Tuesday, January 17, 2006

OK....

In no way am I saying that all hurt natual mothers that have responded to me are bitter bitter woman. I apreciate the responces from those mothers that share that. I understand and hate what the system has done to so many people... including me as a child from a very closed adoption, my natural mother that was forced into placing me. I understand and support those feelings. What I am referring to is the women who hate me and hate what I'm saying. I'm not the enemy!!
I want to make positive change.
Do these woman really think there can just be NO adoption? And if they do when do they think thats going to happen? Until then should we not try and make it as good as possible for these children? I mean really should we not try and do the best we can for the children that are being placed. I know there are people who are forced into adoption...this is not good, I do not support that. But for those women who have made me the enemy its as if they don't believe that anyone could actually choose adoption on their own. Some people are not in a place to raise a child and do want better! Yes there are people like that out there. It is for those people I speak. I don't want to take children from peole who don't want to place their children. I don't want to make single parents feel bad, I'm a single parent. I am just trying to make the situation as good as I can see it when the option is choosen.

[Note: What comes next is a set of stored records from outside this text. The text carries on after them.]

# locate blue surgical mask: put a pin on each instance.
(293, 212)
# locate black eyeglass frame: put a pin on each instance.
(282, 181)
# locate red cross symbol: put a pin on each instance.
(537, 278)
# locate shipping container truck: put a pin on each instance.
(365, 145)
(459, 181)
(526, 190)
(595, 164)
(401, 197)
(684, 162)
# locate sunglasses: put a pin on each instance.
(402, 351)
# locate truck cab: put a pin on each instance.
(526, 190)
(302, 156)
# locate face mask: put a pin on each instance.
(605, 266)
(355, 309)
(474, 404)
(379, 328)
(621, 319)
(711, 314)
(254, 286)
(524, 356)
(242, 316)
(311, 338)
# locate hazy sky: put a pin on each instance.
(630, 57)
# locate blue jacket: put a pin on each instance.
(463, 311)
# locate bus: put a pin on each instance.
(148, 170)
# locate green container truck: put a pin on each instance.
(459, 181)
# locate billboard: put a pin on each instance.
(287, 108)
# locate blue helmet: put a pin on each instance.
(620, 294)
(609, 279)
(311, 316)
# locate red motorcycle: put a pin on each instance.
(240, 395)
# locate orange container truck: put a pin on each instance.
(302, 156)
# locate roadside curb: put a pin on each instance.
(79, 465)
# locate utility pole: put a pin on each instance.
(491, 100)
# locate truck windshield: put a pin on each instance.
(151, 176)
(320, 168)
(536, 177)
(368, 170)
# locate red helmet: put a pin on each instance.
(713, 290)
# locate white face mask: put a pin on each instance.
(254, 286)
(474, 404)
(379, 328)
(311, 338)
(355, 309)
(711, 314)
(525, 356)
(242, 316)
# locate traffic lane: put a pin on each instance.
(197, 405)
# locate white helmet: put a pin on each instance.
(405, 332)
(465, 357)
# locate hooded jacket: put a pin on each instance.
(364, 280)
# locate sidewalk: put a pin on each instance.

Yes I agree adoption can be confusing for a child but when the family is both adoptive and natural the childs whole life it is just part of life. Divorce is confusing for children, when you have open loving relationships children will grow to understand. It's confusing when a child is left in the dark then finds out something new, when they know this their whole life it is the life they know and they aren't that confused off of it.

I never said Love= Adoption I said that Love is the answer of making it a better system than it is today. Eliminating Selfish, Greedy, Jealous feeling and doing nothing but LOVE this is what makes it work.

Where did I say Love=Adoption???

I don't get this do people only read like 2 words per page? I'm adopted I know how hard and damaging it is to be a child from a closed adoption, with adoptive parents that wouldn't talk about it, with adoptive parents that are completly oposite from me in EVERY way. The whole purpose of this is not to talk people into adoption but to share with people why it needs to change, I know because I lived it.

1 comment:

Unknown said...

Thanks for seeing through everything. You have a point and I've thought about it for a little bit and I'm thinking that those people who are jumping all over me are not going to have any part of adoption no matter what I say. The people I need to touch are the future members of this adoption triad. We need to make their experience better. I can't change what people have done in the past to these people. I hate it, it makes me very sad (my natural mother is one of these people) But I can hope to touch people who are going to adopt in the future so that they see how important it is that the natural mother has a part in the childs life ALWAYS. In one way or another. I feel very positive about what I'm doing and I can't change the world. There are lots of parts of the adoption past and present I want to change, but my focus can only be one thing at a time and for right now I want natural families and adoptive families to learn to love one another to make it the best for that child. I can't make everyone happy!